In Jeffco, we say keep the main thing the main thing – and that is student learning. More precisely, we need – at scale and with urgency – to profoundly change the tasks and experiences our students are having so that they are authentic, engaging, provide them the opportunity to practice complex and important skills, and really prepare them for the world they will step into. We do this through the deep infusion of the project and problem-based tasks which give our kids the chance to practice Generations skills.
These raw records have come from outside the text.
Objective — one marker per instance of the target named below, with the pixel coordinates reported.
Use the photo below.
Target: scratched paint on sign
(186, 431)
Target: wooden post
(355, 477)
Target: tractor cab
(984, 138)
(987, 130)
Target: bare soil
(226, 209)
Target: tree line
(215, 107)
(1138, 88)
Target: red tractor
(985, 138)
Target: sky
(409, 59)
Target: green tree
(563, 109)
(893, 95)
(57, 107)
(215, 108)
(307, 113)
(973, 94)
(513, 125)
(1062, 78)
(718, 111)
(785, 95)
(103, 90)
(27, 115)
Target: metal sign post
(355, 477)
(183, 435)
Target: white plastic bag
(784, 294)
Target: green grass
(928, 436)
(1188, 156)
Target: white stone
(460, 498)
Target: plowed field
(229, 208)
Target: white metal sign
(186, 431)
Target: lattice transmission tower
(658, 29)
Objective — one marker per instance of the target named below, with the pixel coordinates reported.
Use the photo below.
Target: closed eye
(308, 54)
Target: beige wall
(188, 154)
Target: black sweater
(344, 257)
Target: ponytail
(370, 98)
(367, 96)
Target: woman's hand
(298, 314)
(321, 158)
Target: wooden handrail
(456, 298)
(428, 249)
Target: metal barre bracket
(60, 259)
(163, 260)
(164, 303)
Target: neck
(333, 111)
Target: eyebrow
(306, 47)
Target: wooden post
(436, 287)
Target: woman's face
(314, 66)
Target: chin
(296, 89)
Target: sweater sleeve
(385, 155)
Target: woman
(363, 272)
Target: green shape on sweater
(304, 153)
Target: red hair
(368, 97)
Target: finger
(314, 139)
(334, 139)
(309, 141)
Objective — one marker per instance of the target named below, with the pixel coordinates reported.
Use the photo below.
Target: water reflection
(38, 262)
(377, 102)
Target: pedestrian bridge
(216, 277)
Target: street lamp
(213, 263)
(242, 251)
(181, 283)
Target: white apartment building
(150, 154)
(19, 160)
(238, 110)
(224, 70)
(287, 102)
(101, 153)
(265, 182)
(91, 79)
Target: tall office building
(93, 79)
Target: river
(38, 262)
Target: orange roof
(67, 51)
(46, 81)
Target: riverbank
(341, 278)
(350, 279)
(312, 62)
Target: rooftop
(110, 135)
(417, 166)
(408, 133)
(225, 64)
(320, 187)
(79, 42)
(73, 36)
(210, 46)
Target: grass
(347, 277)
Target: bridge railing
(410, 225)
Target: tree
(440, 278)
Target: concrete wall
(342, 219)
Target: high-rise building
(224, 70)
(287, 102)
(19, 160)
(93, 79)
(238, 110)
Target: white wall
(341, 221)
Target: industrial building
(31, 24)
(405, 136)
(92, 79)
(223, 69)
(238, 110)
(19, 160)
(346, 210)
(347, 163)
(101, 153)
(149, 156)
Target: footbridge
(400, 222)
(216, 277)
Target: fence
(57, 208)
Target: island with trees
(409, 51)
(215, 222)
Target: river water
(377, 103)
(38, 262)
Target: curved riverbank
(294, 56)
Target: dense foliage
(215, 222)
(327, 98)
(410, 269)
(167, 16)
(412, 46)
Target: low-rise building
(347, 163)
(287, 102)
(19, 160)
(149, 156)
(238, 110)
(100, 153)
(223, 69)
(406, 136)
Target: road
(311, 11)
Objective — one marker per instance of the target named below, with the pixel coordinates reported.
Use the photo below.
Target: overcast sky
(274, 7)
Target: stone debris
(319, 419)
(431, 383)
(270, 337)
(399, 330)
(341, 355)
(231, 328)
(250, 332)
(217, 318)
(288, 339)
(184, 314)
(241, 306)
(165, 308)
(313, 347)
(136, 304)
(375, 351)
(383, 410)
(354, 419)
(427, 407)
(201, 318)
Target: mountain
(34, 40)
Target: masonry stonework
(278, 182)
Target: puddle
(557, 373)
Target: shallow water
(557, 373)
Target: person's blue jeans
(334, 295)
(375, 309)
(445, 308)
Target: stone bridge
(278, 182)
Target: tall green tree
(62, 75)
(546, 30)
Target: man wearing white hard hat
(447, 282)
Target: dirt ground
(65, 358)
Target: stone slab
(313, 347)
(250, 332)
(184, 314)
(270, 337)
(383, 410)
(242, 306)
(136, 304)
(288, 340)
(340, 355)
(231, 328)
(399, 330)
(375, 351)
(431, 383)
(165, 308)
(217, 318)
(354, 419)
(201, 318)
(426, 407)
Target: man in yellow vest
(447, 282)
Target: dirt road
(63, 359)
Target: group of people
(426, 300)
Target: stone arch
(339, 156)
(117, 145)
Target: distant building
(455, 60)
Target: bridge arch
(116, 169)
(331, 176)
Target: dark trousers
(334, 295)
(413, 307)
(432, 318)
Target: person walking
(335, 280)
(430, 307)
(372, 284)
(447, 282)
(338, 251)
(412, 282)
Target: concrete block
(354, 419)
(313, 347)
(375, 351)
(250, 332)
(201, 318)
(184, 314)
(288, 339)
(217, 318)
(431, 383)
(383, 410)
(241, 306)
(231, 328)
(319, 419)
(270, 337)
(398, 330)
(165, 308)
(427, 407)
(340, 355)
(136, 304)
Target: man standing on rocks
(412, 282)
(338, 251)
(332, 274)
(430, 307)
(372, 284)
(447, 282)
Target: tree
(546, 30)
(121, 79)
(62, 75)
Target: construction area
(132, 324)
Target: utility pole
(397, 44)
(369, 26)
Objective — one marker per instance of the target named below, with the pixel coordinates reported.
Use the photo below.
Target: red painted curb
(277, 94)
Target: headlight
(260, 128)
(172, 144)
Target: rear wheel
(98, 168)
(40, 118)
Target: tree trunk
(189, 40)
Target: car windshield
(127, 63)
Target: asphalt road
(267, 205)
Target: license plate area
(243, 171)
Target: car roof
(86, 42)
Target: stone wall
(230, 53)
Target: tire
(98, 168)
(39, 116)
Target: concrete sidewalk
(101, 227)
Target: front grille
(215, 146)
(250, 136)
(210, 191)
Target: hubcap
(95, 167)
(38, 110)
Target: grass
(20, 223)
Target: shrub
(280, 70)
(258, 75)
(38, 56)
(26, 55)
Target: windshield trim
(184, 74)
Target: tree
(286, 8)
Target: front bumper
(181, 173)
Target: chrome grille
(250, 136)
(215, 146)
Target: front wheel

People have argued with me about whether or not this kind of learning is “right” for kids from underserved backgrounds. I have heard that “those” kids “need” to focus on the basics, that they aren’t ready for complex thinking or a skills-based education, that they aren’t developmentally prepared to have agency or to act as an active participant in their own learning. That “those” kids “need” a test-prep education so they can get higher test scores and close our “achievement gap.”


“The soft bigotry of low expectations.” Perhaps no more profound words were ever put forth by President George W. Bush … or at least his speechwriter.


When we relegate our underserved students (or any student, really) to a narrow, repetitive, and routine-based education that does little in the way of preparing them for their lives and futures we have lowered our expectations for them. In my book, there is no greater moral failure for us as professional educators.


Your charge as Jeffco educators is clear – transform the student experience by transforming the student task. To the extent that gets and keeps your school off the state shame lists (which are based on these tests), great. We need to do that to keep regulators out of our hair so we can do the important work that needs to be done.


However, let us not lose sight of the main thing – an authentic learning experience that genuinely prepares our community’s young people for their future.


I hope that I have given you some things to think about, and that you are sufficiently provoked – and that you have a great day of learning about how to best support these important young people … and their remarkable greatness.